At least 40 other countries—from Belarus and Georgia to India, Pakistan, and Russia—have begun to build, buy, and deploy unmanned aerial vehicles, or UAVs, showcasing their efforts at international weapons expos ranging from the premier Paris Air Show to smaller events in Singapore and Bahrain. In the last six months alone, Iran has begun production on a pair of weapons-ready surveillance drones, while China has debuted the Pterodactyl and Sour Dragon, rivals to America's Predator and Global Hawk. All told, two thirds of worldwide investment in unmanned planes in 2010 will be spent by countries other than the United States.

When we invaded Iraq, I explained to my worried son, then 14, why Saddam couldn't send planes to bomb us as we could bomb Baghdad. Times are changing: Singer's article mentions that a 77-year-old blind man in Canada designed a drone that flew across the Atlantic to Ireland. These home-made gadgets actually gain from being less advanced than the machinery of our current defenses:

Smaller UAVs' cool, battery-powered engines make them difficult to hit with conventional heat-seeking missiles; Patriot missiles can take out UAVs, but at $3 million apiece such protection comes at a very steep price. Even seemingly unsophisticated drones can have a tactical advantage: Hizbullah's primitive planes flew so slowly that Israeli F-16s stalled out trying to decelerate enough to shoot them down.

According to a robotics expert cited in the article, an amateur could build a machine for less than $50,000 that could shut down Manhattan. Actually, our own government nearly achieved that when some nitwit let Air Force One fly over the city for a photo opportunity last year, panicking thousands.

Getting back to UAVs, the "Popular Mechanics" aspect isn't the only problem; even worse, it seems that overlooked and easily exploitable security flaws aren't limited to the Giant of Redmond:

More recently, The Wall Street Journal reported, the U.S. ignored a dangerous flaw in its UAV technology that allowed Iraqi insurgents to tap into the planes' video feeds using $30 software purchased over the Internet.

Until this Terminator-like future arrives, one can still take refuge in the quiet pleasures of an art museum (though the guard at the Phillips Collection in Washington nearly assaulted me last year when my flash went off as I photographed Renoir's Luncheon of the Boating Party), but according to Newsweek staffer Jennie Yabroff, art appreciation can have its own hazards:

Stendhal syndrome isn't included in the draft version of the new Diagnostic and Statistical Manual of Mental Disorders, released last month, but with proposed additions including "apathy syndrome" and Internet addiction, it's probably only a matter of time. The affliction takes its name from the 19th-century French writer, who was overcome after visiting Florence's Basilica di Santa Croce. In 1989 an Italian psychiatrist named Graziella Magherini published La Sindrome di Stendhal, describing more than 100 tourists who suffered dizziness and heart palpitations (some requiring hospitalization) after seeing the Florentine sights. According to Magherini, great art can make you sick.

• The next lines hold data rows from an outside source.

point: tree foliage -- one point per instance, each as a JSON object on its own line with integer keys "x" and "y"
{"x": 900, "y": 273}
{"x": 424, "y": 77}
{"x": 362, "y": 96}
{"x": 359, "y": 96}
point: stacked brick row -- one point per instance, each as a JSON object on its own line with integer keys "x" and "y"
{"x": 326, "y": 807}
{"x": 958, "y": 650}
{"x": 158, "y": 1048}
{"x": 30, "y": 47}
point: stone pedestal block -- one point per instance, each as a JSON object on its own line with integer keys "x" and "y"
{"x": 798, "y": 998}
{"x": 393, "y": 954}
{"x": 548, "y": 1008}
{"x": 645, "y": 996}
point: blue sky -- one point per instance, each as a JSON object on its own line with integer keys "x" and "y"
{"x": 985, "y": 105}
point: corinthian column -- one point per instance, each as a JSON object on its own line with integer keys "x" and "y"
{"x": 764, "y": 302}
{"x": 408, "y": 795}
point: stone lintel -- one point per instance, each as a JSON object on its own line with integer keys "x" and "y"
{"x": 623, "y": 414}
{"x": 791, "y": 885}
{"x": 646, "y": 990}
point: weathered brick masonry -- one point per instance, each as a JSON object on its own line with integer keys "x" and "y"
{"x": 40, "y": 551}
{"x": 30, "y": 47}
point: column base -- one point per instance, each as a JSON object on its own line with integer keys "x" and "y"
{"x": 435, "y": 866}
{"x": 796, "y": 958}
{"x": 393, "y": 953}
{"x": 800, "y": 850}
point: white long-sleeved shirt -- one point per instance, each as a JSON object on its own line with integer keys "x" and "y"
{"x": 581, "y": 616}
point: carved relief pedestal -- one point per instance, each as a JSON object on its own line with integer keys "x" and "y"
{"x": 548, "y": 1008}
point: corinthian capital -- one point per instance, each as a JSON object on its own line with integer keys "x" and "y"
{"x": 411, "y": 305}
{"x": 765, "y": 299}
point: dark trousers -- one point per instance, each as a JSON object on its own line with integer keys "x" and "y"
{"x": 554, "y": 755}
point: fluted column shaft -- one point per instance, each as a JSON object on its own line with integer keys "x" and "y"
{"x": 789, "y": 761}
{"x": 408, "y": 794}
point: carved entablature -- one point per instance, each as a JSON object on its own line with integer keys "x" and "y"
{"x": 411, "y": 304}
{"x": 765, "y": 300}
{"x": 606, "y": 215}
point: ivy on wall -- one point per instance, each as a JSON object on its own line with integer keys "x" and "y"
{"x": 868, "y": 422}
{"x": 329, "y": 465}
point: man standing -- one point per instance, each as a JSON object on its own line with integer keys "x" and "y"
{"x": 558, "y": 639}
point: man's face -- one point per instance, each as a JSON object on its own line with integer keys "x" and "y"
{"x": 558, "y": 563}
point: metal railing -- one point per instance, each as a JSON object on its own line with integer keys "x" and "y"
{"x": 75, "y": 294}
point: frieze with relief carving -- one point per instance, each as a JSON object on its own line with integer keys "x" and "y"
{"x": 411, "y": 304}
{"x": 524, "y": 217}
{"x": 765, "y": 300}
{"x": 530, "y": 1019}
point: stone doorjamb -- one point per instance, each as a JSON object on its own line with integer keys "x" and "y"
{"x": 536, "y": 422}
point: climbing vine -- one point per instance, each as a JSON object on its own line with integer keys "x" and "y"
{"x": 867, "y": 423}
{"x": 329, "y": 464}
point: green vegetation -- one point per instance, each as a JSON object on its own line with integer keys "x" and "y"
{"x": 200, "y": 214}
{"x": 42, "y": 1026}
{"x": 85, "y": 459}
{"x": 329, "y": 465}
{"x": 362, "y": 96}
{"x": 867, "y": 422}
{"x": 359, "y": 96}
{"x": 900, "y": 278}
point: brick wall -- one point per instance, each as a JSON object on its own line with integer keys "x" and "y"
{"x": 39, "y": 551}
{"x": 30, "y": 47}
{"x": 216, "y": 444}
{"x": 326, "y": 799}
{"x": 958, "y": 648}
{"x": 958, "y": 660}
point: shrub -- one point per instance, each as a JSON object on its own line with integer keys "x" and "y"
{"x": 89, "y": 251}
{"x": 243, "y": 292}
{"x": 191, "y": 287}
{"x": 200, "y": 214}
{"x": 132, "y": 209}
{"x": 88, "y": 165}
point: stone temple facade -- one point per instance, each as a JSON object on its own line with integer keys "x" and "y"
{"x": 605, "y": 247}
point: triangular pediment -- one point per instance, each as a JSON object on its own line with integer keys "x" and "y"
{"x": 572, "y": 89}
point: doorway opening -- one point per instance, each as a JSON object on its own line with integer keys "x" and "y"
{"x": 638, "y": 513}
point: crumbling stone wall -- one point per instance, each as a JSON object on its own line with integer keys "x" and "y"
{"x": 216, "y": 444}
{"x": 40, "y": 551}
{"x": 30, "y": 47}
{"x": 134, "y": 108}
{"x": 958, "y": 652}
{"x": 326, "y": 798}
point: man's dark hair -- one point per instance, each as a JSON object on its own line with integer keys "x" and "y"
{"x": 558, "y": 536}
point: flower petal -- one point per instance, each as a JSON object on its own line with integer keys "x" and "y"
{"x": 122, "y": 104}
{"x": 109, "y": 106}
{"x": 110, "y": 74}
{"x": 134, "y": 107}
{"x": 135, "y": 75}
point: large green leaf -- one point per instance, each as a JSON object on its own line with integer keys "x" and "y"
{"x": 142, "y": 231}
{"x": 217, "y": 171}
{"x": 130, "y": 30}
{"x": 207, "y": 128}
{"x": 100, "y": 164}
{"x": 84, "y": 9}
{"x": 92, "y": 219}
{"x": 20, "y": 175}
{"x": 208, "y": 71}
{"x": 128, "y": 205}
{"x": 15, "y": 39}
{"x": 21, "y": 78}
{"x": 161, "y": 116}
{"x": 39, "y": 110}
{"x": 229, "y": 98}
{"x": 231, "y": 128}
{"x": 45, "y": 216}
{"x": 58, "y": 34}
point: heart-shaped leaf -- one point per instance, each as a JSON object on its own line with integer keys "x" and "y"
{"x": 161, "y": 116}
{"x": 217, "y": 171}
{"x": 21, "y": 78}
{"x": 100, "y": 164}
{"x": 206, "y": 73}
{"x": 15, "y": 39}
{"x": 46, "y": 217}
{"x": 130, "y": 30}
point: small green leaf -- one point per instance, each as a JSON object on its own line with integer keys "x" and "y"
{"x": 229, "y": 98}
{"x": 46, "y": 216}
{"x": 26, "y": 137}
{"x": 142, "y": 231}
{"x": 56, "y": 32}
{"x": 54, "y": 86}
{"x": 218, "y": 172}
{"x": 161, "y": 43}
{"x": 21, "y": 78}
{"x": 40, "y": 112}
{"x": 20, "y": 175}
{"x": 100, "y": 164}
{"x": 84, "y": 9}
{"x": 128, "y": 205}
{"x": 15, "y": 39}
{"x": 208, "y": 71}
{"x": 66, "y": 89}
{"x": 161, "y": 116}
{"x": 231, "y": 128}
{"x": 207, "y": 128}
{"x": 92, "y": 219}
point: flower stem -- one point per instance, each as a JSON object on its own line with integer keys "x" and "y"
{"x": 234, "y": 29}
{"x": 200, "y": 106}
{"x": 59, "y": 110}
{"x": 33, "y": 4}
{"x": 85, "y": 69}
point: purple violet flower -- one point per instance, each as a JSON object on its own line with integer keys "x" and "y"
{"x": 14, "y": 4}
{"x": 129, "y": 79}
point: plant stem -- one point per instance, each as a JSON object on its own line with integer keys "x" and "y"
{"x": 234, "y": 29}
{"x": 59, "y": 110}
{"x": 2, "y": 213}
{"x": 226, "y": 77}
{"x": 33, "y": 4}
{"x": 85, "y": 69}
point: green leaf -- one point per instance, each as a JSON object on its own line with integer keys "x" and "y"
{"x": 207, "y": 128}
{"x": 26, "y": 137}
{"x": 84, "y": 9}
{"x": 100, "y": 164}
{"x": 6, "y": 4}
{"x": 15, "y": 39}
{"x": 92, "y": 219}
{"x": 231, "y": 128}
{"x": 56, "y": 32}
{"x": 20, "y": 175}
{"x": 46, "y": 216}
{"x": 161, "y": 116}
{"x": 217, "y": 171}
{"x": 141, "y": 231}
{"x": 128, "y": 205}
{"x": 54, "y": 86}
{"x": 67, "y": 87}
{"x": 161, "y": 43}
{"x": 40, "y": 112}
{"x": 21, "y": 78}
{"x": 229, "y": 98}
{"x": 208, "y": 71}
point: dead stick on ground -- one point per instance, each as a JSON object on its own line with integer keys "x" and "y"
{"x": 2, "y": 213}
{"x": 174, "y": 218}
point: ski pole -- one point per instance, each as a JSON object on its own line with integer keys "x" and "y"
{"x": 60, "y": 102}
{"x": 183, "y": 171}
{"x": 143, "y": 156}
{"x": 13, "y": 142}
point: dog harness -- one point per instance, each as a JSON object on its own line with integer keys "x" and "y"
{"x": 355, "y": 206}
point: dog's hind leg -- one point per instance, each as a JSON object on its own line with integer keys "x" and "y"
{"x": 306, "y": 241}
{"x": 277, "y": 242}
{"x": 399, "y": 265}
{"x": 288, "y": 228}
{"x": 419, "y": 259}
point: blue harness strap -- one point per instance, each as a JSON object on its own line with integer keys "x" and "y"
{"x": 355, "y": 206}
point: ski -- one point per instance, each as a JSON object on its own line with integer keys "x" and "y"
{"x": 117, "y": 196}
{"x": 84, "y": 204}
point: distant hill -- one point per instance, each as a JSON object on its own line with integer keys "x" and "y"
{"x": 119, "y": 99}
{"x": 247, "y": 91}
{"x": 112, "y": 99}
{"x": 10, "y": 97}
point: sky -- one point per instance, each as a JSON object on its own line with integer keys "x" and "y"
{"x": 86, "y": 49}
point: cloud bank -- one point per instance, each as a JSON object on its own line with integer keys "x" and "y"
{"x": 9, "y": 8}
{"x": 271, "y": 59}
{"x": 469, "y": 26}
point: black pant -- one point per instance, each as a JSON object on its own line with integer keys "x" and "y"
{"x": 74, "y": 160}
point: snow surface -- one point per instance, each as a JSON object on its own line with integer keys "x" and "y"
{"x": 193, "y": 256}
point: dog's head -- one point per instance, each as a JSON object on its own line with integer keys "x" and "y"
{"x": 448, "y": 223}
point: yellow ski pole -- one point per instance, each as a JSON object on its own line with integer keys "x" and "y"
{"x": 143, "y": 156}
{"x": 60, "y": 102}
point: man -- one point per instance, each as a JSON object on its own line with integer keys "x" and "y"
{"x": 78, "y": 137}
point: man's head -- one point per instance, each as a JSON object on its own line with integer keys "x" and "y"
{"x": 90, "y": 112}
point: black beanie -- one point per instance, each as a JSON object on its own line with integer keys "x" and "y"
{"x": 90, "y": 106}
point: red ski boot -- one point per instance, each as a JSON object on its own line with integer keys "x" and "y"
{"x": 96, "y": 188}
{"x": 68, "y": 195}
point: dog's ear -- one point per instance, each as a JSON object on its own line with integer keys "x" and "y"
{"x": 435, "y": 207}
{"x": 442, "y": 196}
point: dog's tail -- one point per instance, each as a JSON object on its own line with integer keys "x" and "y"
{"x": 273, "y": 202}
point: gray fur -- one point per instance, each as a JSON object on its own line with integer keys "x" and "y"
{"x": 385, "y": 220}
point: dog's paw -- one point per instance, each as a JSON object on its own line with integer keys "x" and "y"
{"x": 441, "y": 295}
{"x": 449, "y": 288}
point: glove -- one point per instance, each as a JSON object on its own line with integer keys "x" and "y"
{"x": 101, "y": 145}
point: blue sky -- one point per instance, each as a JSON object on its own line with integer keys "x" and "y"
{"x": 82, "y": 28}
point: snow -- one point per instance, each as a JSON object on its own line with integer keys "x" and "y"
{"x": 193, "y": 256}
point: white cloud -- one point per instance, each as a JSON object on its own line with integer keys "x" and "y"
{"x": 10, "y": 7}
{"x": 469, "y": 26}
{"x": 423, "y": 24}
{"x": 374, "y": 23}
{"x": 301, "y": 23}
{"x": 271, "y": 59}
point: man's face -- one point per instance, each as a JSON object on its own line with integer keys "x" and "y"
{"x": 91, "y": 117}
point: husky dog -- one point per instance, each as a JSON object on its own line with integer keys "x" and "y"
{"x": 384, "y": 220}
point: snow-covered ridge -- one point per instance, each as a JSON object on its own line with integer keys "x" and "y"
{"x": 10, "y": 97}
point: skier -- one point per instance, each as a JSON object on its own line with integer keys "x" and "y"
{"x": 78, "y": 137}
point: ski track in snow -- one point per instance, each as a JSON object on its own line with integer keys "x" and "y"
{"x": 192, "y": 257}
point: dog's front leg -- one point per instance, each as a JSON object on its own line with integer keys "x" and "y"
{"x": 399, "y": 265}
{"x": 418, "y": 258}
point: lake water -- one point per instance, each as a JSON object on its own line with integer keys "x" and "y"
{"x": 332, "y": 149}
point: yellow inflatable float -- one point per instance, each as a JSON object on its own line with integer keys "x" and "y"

Yabroff cites Stendhal's own account of the experience that caused Magherini's diagnosis:

Stendhal visited Florence in 1817: maybe he was suffering Grand Tour pressure to have a properly edifying travel experience. But what actually happened? He writes, "On leaving the Santa Croce church, I felt a pulsating in my heart. Life was draining out of me, while I walked fearing a fall."

I doubt that any age has ever equalled ours for discovering previously unknown disorders and tagging them with clinical names, but I think there may be something to this. What happens if a work of art really grips you? If it is sufficiently powerful, it may affect the viewer, on a smaller scale, like the feeling described in Sylvia Plath's poem, "Mystic":

Once one has seen God, what is the remedy?
Once one has been seized up

Without a part left over,
Not a toe, not a finger, and used,
Used utterly, in the sun’s conflagrations, the stains
That lengthen from ancient cathedrals
What is the remedy?

How many transformative experiences can one endure in a single day? As my son wisely observed after we had toured the Isabella Stewart Gardner Museum in Boston, "I think I'm all museumed out for now."